Related code: https://github.com/foundry-rs/block-explorers/blob/d44051a4e5fd4a522739b3c2be6df6aeebca849b/crates/block-explorers/src/contract.rs#L454-L489 + https://github.com/foundry-rs/block-explorers/blob/d44051a4e5fd4a522739b3c2be6df6aeebca849b/crates/block-explorers/src/errors.rs#L29-L30

The message returned by Blockscout is "{\"message\":\"OK\",\"result\":[],\"status\":\"1\"}" with RUST_LOG=trace ETHERSCAN_API_KEY="A" forge verify-bytecode 0xC0d3c0d3c0D3c0d3C0D3c0D3C0d3C0D3C0D30010 L2StandardBridge --rpc-url "https://mainnet.mode.network"

[zerosnacks]

#8510 is a draft PR that implements --verifier-url / --verifier (etherscan, sourcify, blockscout, oklink) support to forge verify-bytecode which should make it easier to pass alternative verifiers by CLI which I do think is a strict improvement but does not resolve your issue.

[blmalone]

@zerosnacks Thanks for looking into this.

This is presumably because 0xC0d3c0d3c0D3c0d3C0D3c0D3C0d3C0D3C0D30010 is a special system contract initiated at Genesis that has no matching transaction hash and deployer address and is therefore not handled properly.

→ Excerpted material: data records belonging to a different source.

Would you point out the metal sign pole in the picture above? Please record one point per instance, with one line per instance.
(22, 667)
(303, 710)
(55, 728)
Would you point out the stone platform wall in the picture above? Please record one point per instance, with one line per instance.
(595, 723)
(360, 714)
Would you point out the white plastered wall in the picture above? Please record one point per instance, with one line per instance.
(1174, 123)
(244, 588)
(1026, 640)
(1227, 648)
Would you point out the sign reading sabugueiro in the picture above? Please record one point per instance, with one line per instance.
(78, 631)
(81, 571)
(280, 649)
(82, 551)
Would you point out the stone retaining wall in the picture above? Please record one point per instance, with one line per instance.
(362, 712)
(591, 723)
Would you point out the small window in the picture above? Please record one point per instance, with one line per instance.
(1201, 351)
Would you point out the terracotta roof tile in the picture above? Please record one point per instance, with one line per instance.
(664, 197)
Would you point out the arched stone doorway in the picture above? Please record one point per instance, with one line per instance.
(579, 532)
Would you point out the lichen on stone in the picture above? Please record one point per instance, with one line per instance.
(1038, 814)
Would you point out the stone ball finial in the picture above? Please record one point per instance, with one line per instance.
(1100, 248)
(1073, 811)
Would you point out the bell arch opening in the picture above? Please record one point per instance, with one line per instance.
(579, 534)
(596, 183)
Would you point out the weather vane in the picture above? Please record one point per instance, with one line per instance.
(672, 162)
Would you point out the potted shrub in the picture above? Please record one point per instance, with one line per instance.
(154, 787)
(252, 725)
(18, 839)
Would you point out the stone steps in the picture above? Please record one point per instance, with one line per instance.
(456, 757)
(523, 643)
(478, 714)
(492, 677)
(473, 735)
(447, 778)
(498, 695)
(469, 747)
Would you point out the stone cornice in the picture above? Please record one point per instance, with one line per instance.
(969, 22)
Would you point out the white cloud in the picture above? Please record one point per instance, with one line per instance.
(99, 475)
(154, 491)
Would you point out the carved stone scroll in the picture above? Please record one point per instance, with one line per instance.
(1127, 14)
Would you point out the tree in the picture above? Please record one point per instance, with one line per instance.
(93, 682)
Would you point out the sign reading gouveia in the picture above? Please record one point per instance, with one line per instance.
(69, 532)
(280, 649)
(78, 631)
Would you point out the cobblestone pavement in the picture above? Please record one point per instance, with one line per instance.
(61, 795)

It might be possible to add a specific workaround for this edge case for you, open to suggestions.

Good point, this is a predeploy contract and it's runtime code is set at genesis so there won't be a creation transaction.

On a related note, the fix for the following issue actually checks for a creation transaction in order to determine the constructor args: #8545.

Supporting predeploy contracts would be super helpful for us and our ongoing work with delivering the Superchain at Op Labs.

Does having an additional flag that tells the forge vb command to only check either the runtime or init code provide a workaround that makes sense here? i.e. default to checking both init and runtime code but if a user says for example: forge vb ... ... --ignore initcode then only the runtime code will be checked.